NetworkNewsWire Editorial Coverage
New York, NY – October 30, 2023 – The prestigious New England Journal of Medicine recently published results of a large study of 2,539 adults wherein weight loss of 49 to 52 pounds was a common outcome. With more than 37 million Americans suffering from diabetes, and with obesity at epidemic levels, it’s little wonder that millions of people are singing their praises of the new class of drugs responsible for these outrageously positive outcomes. GLP-1 agonists are a class of medications that mainly help manage blood sugar (glucose) levels in people with type 2 diabetes but are also helping treat obesity. Seems everyone is excited about controlling blood sugar and easily losing weight. But there may be an even better avenue to increased effectiveness and better outcomes. Lexaria Bioscience Corp. (NASDAQ: LEXX) (Profile), a global innovator in drug-delivery platforms, began diabetes-related formal studies last year with its DehydraTECH(TM) platform, which showed reduced blood-sugar levels and lowered body weight. With such encouraging early results, Lexaria is planning to launch new human and animal studies to examine whether DehydraTECH processing can make GLP-1 drugs such as semaglutide even better. Lexaria’s heavily-patented DehydraTECH drug delivery technology might improve bioavailability, lower costs, and enhance tolerability, weight-loss potential and management of diabetes and other health conditions. DehydraTECH may become a game changer in the multibillion-dollar GLP-1 drug market and could potentially lead to a collaboration with a dominant player in the space, such as Novo Nordisk (NYSE: NVO, Pfizer Inc. (NYSE: PFE), Merck & Company Inc. (NYSE: MRK), or AstraZeneca PLC (NASDAQ: AZN).
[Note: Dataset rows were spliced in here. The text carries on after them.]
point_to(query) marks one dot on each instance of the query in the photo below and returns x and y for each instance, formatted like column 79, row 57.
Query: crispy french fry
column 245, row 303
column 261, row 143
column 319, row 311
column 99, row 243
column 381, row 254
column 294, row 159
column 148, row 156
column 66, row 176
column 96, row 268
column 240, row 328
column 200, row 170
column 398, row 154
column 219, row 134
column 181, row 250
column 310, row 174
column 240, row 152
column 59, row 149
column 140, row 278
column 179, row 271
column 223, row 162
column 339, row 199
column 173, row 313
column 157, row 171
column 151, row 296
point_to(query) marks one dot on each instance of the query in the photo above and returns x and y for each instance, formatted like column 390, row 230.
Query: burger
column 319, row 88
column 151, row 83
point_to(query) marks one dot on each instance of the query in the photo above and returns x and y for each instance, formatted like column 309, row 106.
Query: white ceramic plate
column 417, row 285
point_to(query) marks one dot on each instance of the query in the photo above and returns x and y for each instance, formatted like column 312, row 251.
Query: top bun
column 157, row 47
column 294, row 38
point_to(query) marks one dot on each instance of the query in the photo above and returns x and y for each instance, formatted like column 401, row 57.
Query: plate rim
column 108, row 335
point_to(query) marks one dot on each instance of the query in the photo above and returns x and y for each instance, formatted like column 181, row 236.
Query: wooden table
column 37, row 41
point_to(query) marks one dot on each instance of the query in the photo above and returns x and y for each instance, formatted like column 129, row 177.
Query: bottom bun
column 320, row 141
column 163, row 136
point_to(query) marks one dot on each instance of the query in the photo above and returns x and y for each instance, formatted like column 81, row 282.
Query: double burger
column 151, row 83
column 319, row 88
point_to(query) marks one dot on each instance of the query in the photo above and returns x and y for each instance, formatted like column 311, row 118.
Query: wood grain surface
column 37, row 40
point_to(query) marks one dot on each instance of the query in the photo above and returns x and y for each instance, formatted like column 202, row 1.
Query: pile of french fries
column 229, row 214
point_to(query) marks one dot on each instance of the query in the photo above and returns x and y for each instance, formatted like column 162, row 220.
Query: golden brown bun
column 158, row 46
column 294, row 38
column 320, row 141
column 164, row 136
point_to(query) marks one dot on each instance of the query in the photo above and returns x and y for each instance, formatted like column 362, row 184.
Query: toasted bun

- Lexaria’s DehydraTECH is easily integrated into oral product manufacturing processes to better deliver API payloads to improve bioavailability, reduce side effects and more.
- Lexaria is evaluating the impact of DehydraTECH on oral performance of GLP-1 drugs for diabetes and weight loss, a market forecast to reach up to an astonishing $200 billion per year.
- DehydraTECH is a scalable technology for a multitude of applications that has separately been licensed by Altria for oral nicotine products.
- DehydraTECH promotes fast-acting, less expensive and more effective oral drug delivery and has been thoroughly evaluated through in vivo, in vitro and human clinical testing.
Click here to view the custom infographic of the Lexaria Bioscience Corp. editorial.
Diabetes and Obesity Rates Soaring
According to the U.S. Centers for Disease Control and Prevention, 37.3 million Americans have diabetes, while another 95 million adults, one in three, have prediabetes, of which 80% are unaware of having it. Globally, the World Health Organization estimates 422 million people had diabetes in 2014, nearly quadruple the number in 1980. Because diabetes is often closely connected to obesity, it is a chronic and growing problem around much of the world. The CDC says that obesity prevalence in the United States was a whopping 41.9% in 2017. The WHO shows that more than 1.9 billion people worldwide were overweight in 2016, underscoring the spike in diabetes diagnoses.
Against this backdrop, it shouldn’t be surprising that analysts at Markets and Research estimate the global diabetes drug market at $63.1 billion in 2021 on its way to $82.93 billion in 2027, while the global market for diabetes devices was valued at another $26.1 billion and growing 7.5% annually. Due to the pain and unpleasantness of injections, many diabetes sufferers prefer to treat their condition with drugs rather than devices, if they have the choice. Some of the most popular type 2 diabetes in recent years are GLP-1 (glucagon-like peptide-1) receptor agonists. They work by mimicking the effects of the naturally occurring hormone GLP-1, which helps to regulate blood sugar levels and appetite.
Lexaria Bioscience Corp. (NASDAQ: LEXX) began its DehydraTECH diabetes-related formal studies in 2022 with compelling data highly relevant to diabetes showing positive effects of lowering glucose levels, body weight and triglyceride levels, as well as evidenced increased locomotor activity. With such positive early results, Lexaria is expanding its diabetes study program, including using DehydraTECH for GLP-1 drugs alone and in combination with other molecules.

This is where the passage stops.